- Anchor Gaslamp Logo
- Anchor Gaslamp
- Location: San Diego, California
- Country: United States
- Denomination: Christian Missional
- Website: AnchorGaslamp.com

History
- Founded: 2007
- Founder(s): Karlton Edison, Vince Larson

Clergy
- Pastor(s): Karlton Edison, Vince Larson

= Anchor Gaslamp =

The Anchor Gaslamp was a Christian community in downtown San Diego, California. It is missional in intent and incarnational in practice. Since the first gathering on Easter Sunday in 2008 the group has attracted a diverse congregation. They have since moved to East Village and changed their name to New City Church

== Gatherings ==
Anchor Gaslamp met on the first three Sundays of the month in the heart of downtown San Diego's Gaslamp Quarter. The gatherings were held upstairs in The Keating Hotel located on the corner of 5th & F St.). On the other Sundays, the Community joined for Anchor in Action which are mission-driven events all over the city, with the sole purpose of "not just going to church, but being the church." These Sundays ranged in activities from homeless barbecues to delivering truckloads of donated goods to orphanages and women's recovery homes in Baja California.

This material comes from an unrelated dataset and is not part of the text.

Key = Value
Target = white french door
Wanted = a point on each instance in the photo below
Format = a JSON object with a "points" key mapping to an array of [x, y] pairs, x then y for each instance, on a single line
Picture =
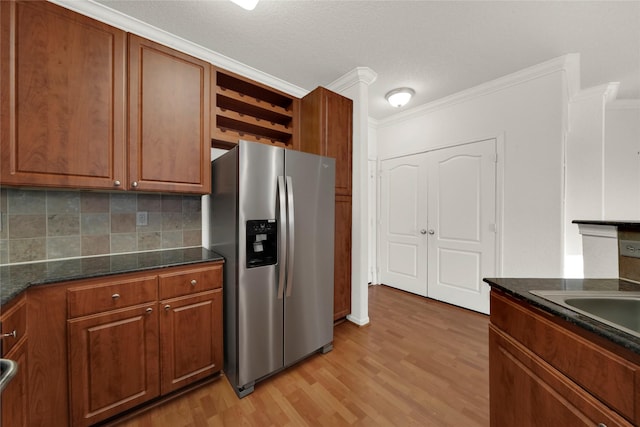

The larger community was made up of other smaller communities that met throughout the week. All other meetings, services, or mission-events were derived out of these communities, which met in various locations throughout the city.

== History ==
The Church began as a church planting project of The Anchor Church, formerly Revival Tabernacle, located in the Oak Park area of San Diego. It was initially established as a Bible study group under the direction of Pastors Karlton Edison and Vince Larson in 2007. During this time the group met in the Downtown San Diego area, in locations which varied from restaurants to hotels to coffee houses until its first Sunday Gathering in a nightclub on Easter Sunday, 2008.

Anchor Gaslamp was a nondenominational church, whose doctrinal view was in alignment with the Nicene Creed. They are now called New City Church.